A globalização está em uma encruzilhada? Nacionalismo e protecionismo ameaçam a recuperação do comércio.

A globalização está em uma encruzilhada? Nacionalismo e protecionismo ameaçam a recuperação do comércio.
Noris Soto
18 de abr. de 2025, 05:28 AM
  • Políticas nacionalistas estão remodelando a dinâmica comercial e desafiando a globalização.
  • O comércio se recuperou em 2022, mas caiu novamente em 2023, indicando a instabilidade mundial contínua.
  • A pandemia causou uma queda significativa no comércio global, expondo vulnerabilidades e remodelando a economia.

A globalização há muito é considerada uma onda imparável no mundo do comércio e da cooperação internacional, promovendo o crescimento econômico e os intercâmbios culturais em todo o mundo.

No entanto, nos últimos anos, surgiram vários obstáculos que ameaçam minar décadas de desenvolvimento.

De acordo com um relatório da Statista, o ressurgimento do nacionalismo e as medidas protecionistas são alguns dos fatores que estão alterando o cenário do comércio global, levando muitos a se perguntarem se já ultrapassamos o ápice da globalização.

Um declínio terminal: o impacto da pandemia

O curso do comércio global tem sido tudo menos linear.

Após décadas de expansão estável, a crise financeira de 2008 expôs falhas no sistema.

No entanto, foi o surto de COVID-19 que serviu como um momento decisivo, mergulhando o comércio mundial em níveis não vistos desde 2003.

O Banco Mundial observou uma queda significativa na relação comércio/PIB, destacando a vulnerabilidade das redes de suprimentos globais que dependem significativamente da colaboração internacional.

Um ressurgimento de curta duração?

Apesar das circunstâncias deprimentes, o comércio global mostrou uma recuperação notável após a pandemia.

Em 2022, a relação comércio/PIB havia subido para impressionantes 62,8%, indicando uma recuperação e um retorno aos níveis de atividade pré-pandemia.

No entanto, essa recuperação rápida não foi isenta de obstáculos. Em 2023, a porcentagem caiu novamente para 58,5%, indicando uma potencial volatilidade na estrutura do comércio global.

Enquanto algumas indústrias se adaptaram rapidamente às novas regras, outras lutaram contra as contínuas interrupções na cadeia de suprimentos e a mudança na demanda.

Empresas e governos reconheceram a importância de avaliar e redesenhar suas cadeias de suprimentos para evitar os perigos associados às dependências globais.

O cronograma para tais mudanças é desconhecido, pois as empresas enfrentam condições comerciais complexas e regulamentações futuras incertas.

Nacionalismo e protecionismo: ameaças emergentes

À medida que a globalização busca recuperar seu espaço, o ressurgimento do nacionalismo apresenta problemas consideráveis.

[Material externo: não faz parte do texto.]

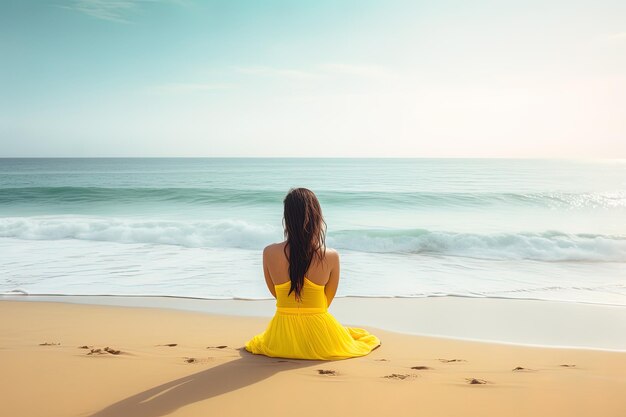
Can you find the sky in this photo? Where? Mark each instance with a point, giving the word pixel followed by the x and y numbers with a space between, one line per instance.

A política em várias regiões evoluiu para o protecionismo, com a intenção de priorizar as indústrias nacionais em detrimento do comércio internacional.

Nos Estados Unidos, a continuidade das batalhas comerciais pela administração Trump, incluindo a imposição de novas tarifas sobre uma variedade de mercadorias importadas, minou ainda mais o conceito de livre comércio que havia ganhado força nas décadas anteriores.

Essas táticas protecionistas não se restringem aos Estados Unidos; países de todo o mundo estão adotando posições semelhantes, alterando tarifas e instituindo barreiras regulatórias que impedem o comércio.

Essa onda de nacionalismo não apenas impede a interoperabilidade econômica, mas também corre o risco de desencadear ações retaliatórias entre os parceiros comerciais, criando uma atmosfera instável que poderia levar à fragmentação do mercado em escala global.

O futuro do comércio global: a incerteza paira no ar

O futuro da globalização é incerto, à medida que os sentimentos nacionalistas aumentam e as medidas protecionistas moldam a política comercial.

Embora seja difícil prever as consequências a longo prazo da atual política comercial da administração Trump, muitos especialistas alertam que a combinação de novas tarifas e mudanças nas prioridades políticas pode deixar um impacto duradouro na dinâmica do comércio global.

A complexidade das cadeias de suprimentos modernas exige planejamento estratégico e adaptabilidade.

À medida que as empresas reavaliam suas relações com o exterior, a opção de transferir a produção para mais perto de casa ou diversificar os fornecedores pode se tornar uma tendência popular.

No entanto, essa reconfiguração exige tempo e capital, o que aumenta a imprevisibilidade no curto prazo.